Recommendations for Future Research
Throughout the history of neurologic rehabilitation, a primary goal in recovering walking after stroke has been to regain symmetry. Symmetry, it has been thought, meant more gait efficiency and lower fall risk, as well as increased speed and lower levels of walking disability. Gait symmetry after stroke is indeed a noble goal, and should remain a goal. However, ultimately walking disability, the actual amount of home and community based walking activity, is likely more important to people with stroke.
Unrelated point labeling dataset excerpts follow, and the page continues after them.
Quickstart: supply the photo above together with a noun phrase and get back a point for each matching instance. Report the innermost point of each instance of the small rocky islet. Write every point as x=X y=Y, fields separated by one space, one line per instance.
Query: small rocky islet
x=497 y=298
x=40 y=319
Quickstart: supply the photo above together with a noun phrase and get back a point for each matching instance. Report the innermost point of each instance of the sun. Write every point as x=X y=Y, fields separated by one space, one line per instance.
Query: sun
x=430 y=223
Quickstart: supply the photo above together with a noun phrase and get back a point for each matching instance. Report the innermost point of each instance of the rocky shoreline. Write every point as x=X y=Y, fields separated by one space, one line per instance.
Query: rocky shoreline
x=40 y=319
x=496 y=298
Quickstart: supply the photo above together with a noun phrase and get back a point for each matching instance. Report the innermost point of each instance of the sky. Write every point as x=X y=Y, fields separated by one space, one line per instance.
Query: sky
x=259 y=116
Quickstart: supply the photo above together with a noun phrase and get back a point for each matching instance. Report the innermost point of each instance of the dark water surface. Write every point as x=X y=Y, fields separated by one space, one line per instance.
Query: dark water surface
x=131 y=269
Although there are many factors that likely influence walking activity post stroke such as gait speed, functional balance, self-efficacy, and motor function; walking endurance as measured by the 6MWT appears to be the strongest predictor [83,84]. This begs the question, “Is it possible that through increased dual task training, and subsequent “forced” creation of a procedure of walking (motor plan considering the new post-stroke capabilities of the system), that a stroke survivor would have lower gait variability and therefore higher performance throughout the length of this standardized test? Would lower gait variability translate to improved confidence to re-engage in the world? Clinical experience bears this out. Theories support this notion. The laboratory awaits.
Summary
Evidence suggests that stroke survivors can make new procedural memories. The extent to which these memories are identical to prestroke patterns of gait, or are well-reinforced and novel iterations of post-stroke gait, is based on the type of stroke, the location of the stroke, access to rehabilitation, comorbidities, social support, personal traits, and many more factors, as suggested by the International Classification of Function [85]. Creating dual task interference during gait training has the proven capacity to take the recovery of gait from a conscious-control frontal lobe process and make it subcortical again. Limitations of this line of research to date can be found in the lack of respect for principles of task specificity and intensity. Additionally, most dual task research has been designed to prove the presence of dual task cost, or its relationship to fall risk, rather than the potential benefits in applications in rehabilitating the automaticity of gait. As noted above, it is time to mature from the notion of rehabilitating dual task tolerance in the activity of gait, to the more sophisticated and functionally-relevant notion of rehabilitating gait, through the application of dual task interference.